Sandboxing and syscall filtering are naturally bug prone. It’s incredibly hard to enumerate everything untrusted code should be allowed to do, and then map that to a large, extremely irregular, and ever-growing kernel API and a large and ever-changing “standard” name space of files, IPC mechanisms, network endpoints, kernel resources, and other wild and wonderful things, in a way that’s right in every case. The attack surface is huge, and you have to individually decide whether the program needs access to every part of that surface. Observing behavior only gets you so far, because you have to get it right for exceptional conditions, too. The runtime and libraries supporting the enclosed code are normally inside the sandbox, and may need to do things that aren’t obvious from the application code… which of course glosses over the question of exactly how complicated even the application code can be. Also, kernel bugs are at least as common as RTS bugs, so things that “look safe” and that you have to expose, are still allowed to ruin your day.

Even when sandboxing works, the restrictions you have to put on how the enclosed code interacts with the rest of the system can be prohibitively painful, not just in terms of functionality, but in terms of how easy it is to operate and monitor the resulting system. And you get to do it over again for ever OS.

If you REALLY need a sandbox to isolate code that might try to use the whole OS API, I’ve always taken the view that you shouldn’t trust anything short of a full virtual machine. Even then you should be super nervous, because VM escapes are a real thing, and cross-VM information leakage is a really real thing. Hypervisors are still big complicated programs that present complicated interfaces to the programs they enclose; they’re only simple by comparison with kernels and syscall filters. And the leakage problems usually come from CPU bugs.

Code that restricted itself to only a very minimal capability-like interface to the outside world might be easier to contain, but no such code exists, nor are there any standards for what that interface might be… and defining that “minimal interface” would be a project with much the same general feel as Safe Haskell.

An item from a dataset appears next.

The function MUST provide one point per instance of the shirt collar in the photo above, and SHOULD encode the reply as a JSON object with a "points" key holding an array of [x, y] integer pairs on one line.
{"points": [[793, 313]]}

Also, the “killer app” for Safe Haskell would be supply chain security. That requires running untrusted code inside your own process. External sandboxes can’t help with that.

That’s not to say that Safe Haskell as it stands is good for supply chain security or any other particular use. The original point about investment is dead on. As I said, I don’t know about subtle cases, but at the moment Safe Haskell doesn’t even try to address couple of major areas of what you’d need.

Most obviously, it doesn’t try to do anything about non-total code… including code that runs the entire system out of memory, which is absolutely a practical attack that real adversaries might use. That would of course be hard to fix. You could imagine ways to do it short of somehow creating a total language… but I’m sure the RTS surgery would be major, and you’d still have to provide some kind of wrapper to let calling code handle the “that function didn’t look like it was actually going to return” case.

Less obviously, but probably worse in an immediately practical sense, Safe Haskell packages exist in a universe where a malicious package can just use its build scripts to inject anything it wants into the final program(s), completely outside of the Haskell language. Maybe that could be addressed, since I don’t think most Haskell packages actually need to run arbitrary build code at all. But it means that the compiler and RTS, the core of the language, aren’t the only things you’d need to touch to make it practically useful. And it probably means more people and projects would need to be involved, too.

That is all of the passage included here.